Formazione permanente

E se c’è una fase particolarmente debole è quella della formazione permanente. È proprio qui che si gioca la sfida, s’è detto al congresso, poiché non è pensabile che uno possa vivere da celibe semplicemente con le stesse motivazioni e dinamismi psicologici, o identici supporti spirituali e modalità relazionali… di quando prese la decisione d’esser celibe per il Regno. La sessualità è forza sempre viva, cresce ed evolve nel tempo, proponendoci nuovi stimoli, attese inedite, fatiche inattese, differenti tentazioni…. Non basta in questo campo ripetere e ripetersi; chi s’accontenta d’esser solo perseverante e continente rischia di finire nella mediocrità, brodo di coltura degli abusi.

Resistenze e rigidità

Il congresso è stato anche molto realistico, registrando al riguardo anche atteggiamenti non ancora di apertura e coraggio. Soprattutto non è ovunque condivisa la lettura sistemica degli scandali, permangono interpretazioni riduttivo-difensive, non è ancora generale la percezione di questo momento come “l’ora di Dio”, non dappertutto c’è accoglienza e comprensione per le vittime, in più di qualche vescovo la preoccupazione formale della correttezza canonico-giuridica sembra prevalere sull’aspetto più umano (la vicinanza alla vittima) e spirituale-formativo (cosa c’è alla radice degli abusi sessuali e come prevenirli), non in tutte le diocesi stanno nascendo i vari sportelli per le segnalazioni.

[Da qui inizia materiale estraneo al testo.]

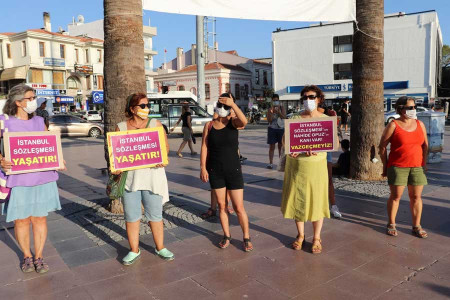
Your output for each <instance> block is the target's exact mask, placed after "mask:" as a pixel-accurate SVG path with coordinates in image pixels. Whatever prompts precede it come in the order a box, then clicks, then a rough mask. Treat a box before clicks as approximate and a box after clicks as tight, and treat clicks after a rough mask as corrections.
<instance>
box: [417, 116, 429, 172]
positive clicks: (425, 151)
mask: <svg viewBox="0 0 450 300" xmlns="http://www.w3.org/2000/svg"><path fill="white" fill-rule="evenodd" d="M419 124H420V127H421V128H422V132H423V136H424V138H425V139H424V142H423V144H422V155H423V158H422V167H423V168H424V170H425V171H427V157H428V137H427V129H426V128H425V125H424V124H423V123H422V122H421V121H419Z"/></svg>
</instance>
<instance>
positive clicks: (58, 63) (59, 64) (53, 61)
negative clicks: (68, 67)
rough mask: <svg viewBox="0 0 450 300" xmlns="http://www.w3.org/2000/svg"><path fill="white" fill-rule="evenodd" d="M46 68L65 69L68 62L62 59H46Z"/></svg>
mask: <svg viewBox="0 0 450 300" xmlns="http://www.w3.org/2000/svg"><path fill="white" fill-rule="evenodd" d="M44 66H52V67H65V66H66V61H65V60H64V59H62V58H44Z"/></svg>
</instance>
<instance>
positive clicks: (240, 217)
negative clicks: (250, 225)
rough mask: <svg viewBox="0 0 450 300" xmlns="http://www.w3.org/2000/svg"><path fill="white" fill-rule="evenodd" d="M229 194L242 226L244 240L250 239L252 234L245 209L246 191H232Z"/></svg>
mask: <svg viewBox="0 0 450 300" xmlns="http://www.w3.org/2000/svg"><path fill="white" fill-rule="evenodd" d="M229 192H230V196H231V203H233V208H234V211H235V212H236V215H237V217H238V220H239V224H240V225H241V228H242V233H243V234H244V238H245V239H248V238H249V237H250V232H249V227H248V216H247V212H246V211H245V208H244V190H243V189H240V190H231V191H229Z"/></svg>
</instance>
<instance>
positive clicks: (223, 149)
mask: <svg viewBox="0 0 450 300" xmlns="http://www.w3.org/2000/svg"><path fill="white" fill-rule="evenodd" d="M238 147H239V132H238V130H237V129H236V128H235V127H234V126H233V124H232V122H231V121H229V122H228V124H227V125H226V126H225V127H224V128H222V129H220V130H217V129H215V128H214V126H212V127H211V131H210V132H209V134H208V160H207V162H206V169H207V171H208V173H209V183H210V185H211V188H212V189H220V188H224V187H226V188H227V190H239V189H243V188H244V179H243V177H242V169H241V162H240V161H239V155H238Z"/></svg>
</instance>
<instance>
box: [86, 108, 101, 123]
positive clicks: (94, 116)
mask: <svg viewBox="0 0 450 300" xmlns="http://www.w3.org/2000/svg"><path fill="white" fill-rule="evenodd" d="M85 117H86V120H88V121H101V120H102V116H101V115H100V113H99V112H98V111H96V110H89V111H87V112H85Z"/></svg>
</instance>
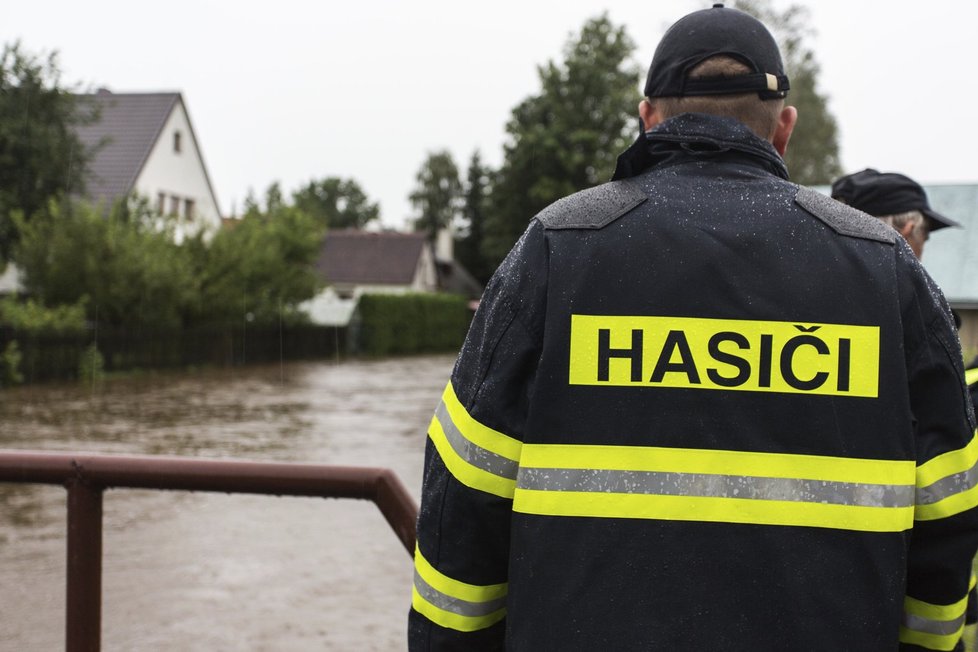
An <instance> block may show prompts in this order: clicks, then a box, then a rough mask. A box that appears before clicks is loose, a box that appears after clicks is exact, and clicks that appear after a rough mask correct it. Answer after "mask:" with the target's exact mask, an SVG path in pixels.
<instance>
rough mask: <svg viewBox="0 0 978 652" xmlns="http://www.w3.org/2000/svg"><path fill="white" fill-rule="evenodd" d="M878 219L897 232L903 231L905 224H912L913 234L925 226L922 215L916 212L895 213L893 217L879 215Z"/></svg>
mask: <svg viewBox="0 0 978 652" xmlns="http://www.w3.org/2000/svg"><path fill="white" fill-rule="evenodd" d="M879 219H881V220H883V221H884V222H885V223H887V224H889V225H890V226H892V227H893V228H894V229H896V230H897V231H903V229H904V227H906V226H907V224H913V231H914V232H917V231H919V230H920V229H921V228H922V227H924V226H926V221H925V220H924V214H923V213H921V212H920V211H917V210H913V211H906V212H904V213H896V214H894V215H880V216H879Z"/></svg>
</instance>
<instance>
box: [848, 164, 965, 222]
mask: <svg viewBox="0 0 978 652" xmlns="http://www.w3.org/2000/svg"><path fill="white" fill-rule="evenodd" d="M832 198H833V199H838V200H840V201H842V202H845V203H846V204H849V205H850V206H852V207H853V208H858V209H859V210H861V211H863V212H864V213H869V214H870V215H872V216H874V217H884V216H887V215H896V214H898V213H906V212H908V211H920V212H921V213H923V214H924V215H925V216H926V217H927V218H928V222H929V226H930V230H931V231H936V230H937V229H943V228H944V227H946V226H961V225H960V224H958V223H957V222H955V221H954V220H952V219H950V218H948V217H944V216H943V215H941V214H940V213H938V212H937V211H935V210H933V209H932V208H931V207H930V204H929V203H928V202H927V193H925V192H924V189H923V188H921V187H920V184H919V183H917V182H916V181H914V180H913V179H911V178H910V177H908V176H906V175H903V174H899V173H897V172H879V171H878V170H874V169H872V168H866V169H865V170H862V171H860V172H853V173H852V174H847V175H846V176H844V177H840V178H838V179H836V181H835V183H833V184H832Z"/></svg>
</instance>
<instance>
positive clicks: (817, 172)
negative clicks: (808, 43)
mask: <svg viewBox="0 0 978 652" xmlns="http://www.w3.org/2000/svg"><path fill="white" fill-rule="evenodd" d="M736 6H737V8H738V9H741V10H743V11H746V12H747V13H749V14H751V15H753V16H756V17H757V18H758V19H759V20H760V21H761V22H763V23H764V24H765V25H767V27H768V28H769V29H770V30H771V33H772V34H774V37H775V38H776V39H777V40H778V44H779V45H780V46H781V56H782V57H784V65H785V72H787V74H788V78H789V79H790V80H791V90H790V91H789V92H788V104H791V105H792V106H795V107H797V108H798V124H797V125H796V126H795V131H794V133H793V134H792V136H791V141H790V142H789V143H788V152H787V154H786V155H785V162H786V163H787V164H788V171H789V172H790V173H791V179H792V181H794V182H796V183H800V184H803V185H820V184H828V183H831V182H832V180H833V179H835V178H837V177H838V176H839V175H840V174H842V165H841V164H840V162H839V133H838V125H837V123H836V119H835V116H834V115H832V112H831V111H829V107H828V96H827V95H825V94H824V93H821V92H819V90H818V75H819V72H820V71H821V68H820V66H819V64H818V61H817V60H816V59H815V53H814V52H812V50H811V48H809V47H808V46H806V45H805V40H806V39H809V38H811V37H812V36H813V34H814V32H813V30H812V29H811V27H810V25H811V21H810V19H809V14H808V9H807V8H805V7H803V6H800V5H790V6H789V7H788V8H787V9H785V10H784V11H781V12H779V11H776V10H775V9H774V8H772V6H771V2H770V0H737V3H736Z"/></svg>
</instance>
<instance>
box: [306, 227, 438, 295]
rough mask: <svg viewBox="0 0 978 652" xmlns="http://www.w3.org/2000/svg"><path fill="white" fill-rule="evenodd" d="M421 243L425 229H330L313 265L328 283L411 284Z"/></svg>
mask: <svg viewBox="0 0 978 652" xmlns="http://www.w3.org/2000/svg"><path fill="white" fill-rule="evenodd" d="M424 246H425V234H424V233H391V232H380V233H376V232H368V231H357V230H354V229H344V230H337V231H330V232H329V233H327V234H326V238H325V240H324V241H323V248H322V253H321V254H320V256H319V261H318V262H317V263H316V269H317V270H318V271H319V273H320V274H322V276H323V278H324V279H325V280H326V282H327V283H333V284H336V283H355V284H361V285H363V284H371V283H374V284H381V285H410V284H411V283H412V282H413V281H414V275H415V272H416V271H417V268H418V260H419V259H420V257H421V253H422V251H423V250H424Z"/></svg>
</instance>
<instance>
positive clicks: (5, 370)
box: [0, 340, 24, 387]
mask: <svg viewBox="0 0 978 652" xmlns="http://www.w3.org/2000/svg"><path fill="white" fill-rule="evenodd" d="M22 357H23V356H22V355H21V353H20V347H19V346H18V345H17V340H10V341H9V342H7V346H5V347H4V349H3V353H0V387H9V386H11V385H19V384H21V383H22V382H24V374H22V373H21V372H20V369H21V367H20V363H21V358H22Z"/></svg>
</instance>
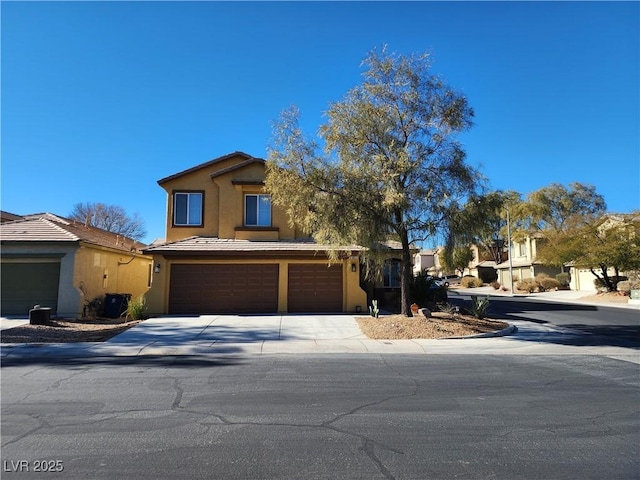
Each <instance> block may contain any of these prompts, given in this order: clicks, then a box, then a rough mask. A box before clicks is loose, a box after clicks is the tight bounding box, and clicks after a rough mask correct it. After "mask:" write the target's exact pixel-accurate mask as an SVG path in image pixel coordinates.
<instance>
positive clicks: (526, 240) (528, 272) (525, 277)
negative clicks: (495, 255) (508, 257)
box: [496, 236, 561, 285]
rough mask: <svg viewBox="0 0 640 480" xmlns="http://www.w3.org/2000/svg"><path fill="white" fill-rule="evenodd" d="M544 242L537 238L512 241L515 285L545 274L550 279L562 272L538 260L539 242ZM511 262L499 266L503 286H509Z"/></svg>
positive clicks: (502, 263)
mask: <svg viewBox="0 0 640 480" xmlns="http://www.w3.org/2000/svg"><path fill="white" fill-rule="evenodd" d="M540 241H543V240H542V239H541V238H536V237H535V236H527V237H525V238H523V239H522V240H519V241H512V242H511V248H510V250H509V255H510V256H511V270H512V272H513V281H514V283H515V282H517V281H518V280H524V279H525V278H535V277H536V276H537V275H539V274H541V273H544V274H547V275H549V276H550V277H555V276H556V274H558V273H560V272H561V269H560V268H557V267H550V266H548V265H544V264H542V263H540V262H538V261H537V260H536V255H537V245H538V242H540ZM509 268H510V267H509V260H508V258H507V260H506V261H503V262H502V263H500V264H498V265H497V266H496V269H497V270H498V281H499V282H500V283H501V284H502V285H509V284H510V283H511V278H510V277H509Z"/></svg>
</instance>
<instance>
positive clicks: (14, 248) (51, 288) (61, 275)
mask: <svg viewBox="0 0 640 480" xmlns="http://www.w3.org/2000/svg"><path fill="white" fill-rule="evenodd" d="M0 244H1V246H2V254H1V256H0V261H1V265H0V270H1V275H2V279H1V281H2V289H1V302H0V314H2V315H21V316H24V315H28V313H29V310H30V309H31V308H33V306H34V305H36V304H38V305H41V306H42V307H50V308H51V309H52V314H53V315H57V316H58V317H66V318H80V317H81V316H82V315H83V311H84V308H85V306H86V305H87V304H88V303H89V302H91V301H92V300H94V299H95V298H97V297H103V296H104V295H105V294H107V293H128V294H131V295H133V296H139V295H142V294H144V293H145V292H146V291H147V289H148V288H149V286H150V281H151V267H152V263H151V256H148V255H143V254H142V253H141V248H142V247H143V246H144V245H143V244H141V243H138V242H136V241H135V240H132V239H129V238H125V237H123V236H122V235H117V234H114V233H110V232H107V231H105V230H102V229H99V228H95V227H88V226H85V225H84V224H82V223H78V222H75V221H73V220H70V219H67V218H64V217H60V216H56V215H52V214H50V213H43V214H35V215H25V216H22V217H19V219H18V220H15V221H9V222H2V223H1V224H0Z"/></svg>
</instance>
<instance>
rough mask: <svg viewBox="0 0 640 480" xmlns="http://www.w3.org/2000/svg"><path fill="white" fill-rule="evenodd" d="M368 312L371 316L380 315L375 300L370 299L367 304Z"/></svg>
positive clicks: (376, 302) (377, 301)
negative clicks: (367, 307)
mask: <svg viewBox="0 0 640 480" xmlns="http://www.w3.org/2000/svg"><path fill="white" fill-rule="evenodd" d="M369 314H370V315H371V316H372V317H373V318H378V317H379V316H380V309H379V308H378V301H377V300H371V305H369Z"/></svg>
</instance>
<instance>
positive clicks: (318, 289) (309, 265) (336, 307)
mask: <svg viewBox="0 0 640 480" xmlns="http://www.w3.org/2000/svg"><path fill="white" fill-rule="evenodd" d="M288 283H289V291H288V302H287V303H288V305H287V308H288V311H289V312H341V311H342V292H343V286H342V265H331V266H330V267H328V266H327V265H324V264H292V265H289V282H288Z"/></svg>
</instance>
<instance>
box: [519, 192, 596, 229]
mask: <svg viewBox="0 0 640 480" xmlns="http://www.w3.org/2000/svg"><path fill="white" fill-rule="evenodd" d="M606 209H607V205H606V203H605V201H604V197H603V196H602V195H600V194H598V193H596V189H595V187H594V186H593V185H584V184H582V183H579V182H573V183H571V184H570V185H569V188H567V187H565V186H564V185H561V184H558V183H552V184H551V185H549V186H548V187H543V188H541V189H539V190H536V191H534V192H532V193H530V194H529V195H528V196H527V198H526V200H525V201H524V202H523V203H522V204H521V205H520V208H519V209H518V211H517V215H518V217H519V218H520V219H522V220H523V222H522V228H524V229H525V230H527V232H528V233H535V232H544V233H548V232H554V233H560V232H566V231H568V230H570V229H573V228H576V227H579V226H581V225H585V224H587V223H589V221H591V220H593V219H594V218H597V217H599V216H600V215H601V214H603V213H604V212H605V211H606Z"/></svg>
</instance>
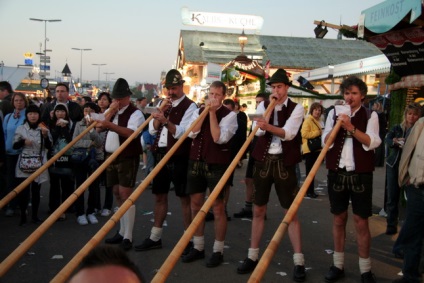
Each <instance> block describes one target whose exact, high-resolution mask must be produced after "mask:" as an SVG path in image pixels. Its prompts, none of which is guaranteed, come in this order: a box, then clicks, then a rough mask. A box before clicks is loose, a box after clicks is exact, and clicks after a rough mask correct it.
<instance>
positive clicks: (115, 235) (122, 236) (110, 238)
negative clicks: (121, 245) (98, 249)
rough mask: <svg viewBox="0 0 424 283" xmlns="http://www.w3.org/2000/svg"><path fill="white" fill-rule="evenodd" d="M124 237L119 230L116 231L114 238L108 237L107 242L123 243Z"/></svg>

Dal punto di vista formativo, non s’è ancora posto mano a una revisione radicale di modi e contenuti della proposta formativa, specie a riguardo dell’identità del prete, della corretta comprensione della sua autorità, della libertà e maturità affettivo-sessuale, dell’autentica immagine del volto di Dio…

Infine, è ancora tutto da inventare il cammino per una verace formazione permanente del prete in quanto celibe per il Regno, fatto non solo di corsi speciali e iniziative straordinarie, ma di libertà e desiderio (docibilitas afectiva) di lasciarsi formare dalla vita quotidiana, dalle relazioni d’ogni giorno, dagli altri, dall’affetto ricevuto, ma anche dalle crisi…, mediazione dell’azione del Padre che forma in noi il cuore compassionevole del Figlio suo per la potenza del suo Santo Spirito.


[1] Sembra riecheggiare qui la logica della “banalità del male”, con cui H. Arendt interpretò i crimini dei gerarchi nazisti. Non sembri eccessivo l’accostamento, dato che in entrambi i casi gli estremi si toccano in tutta la loro iniquità: la gravità del male fatto e l’indifferenza verso le vittime.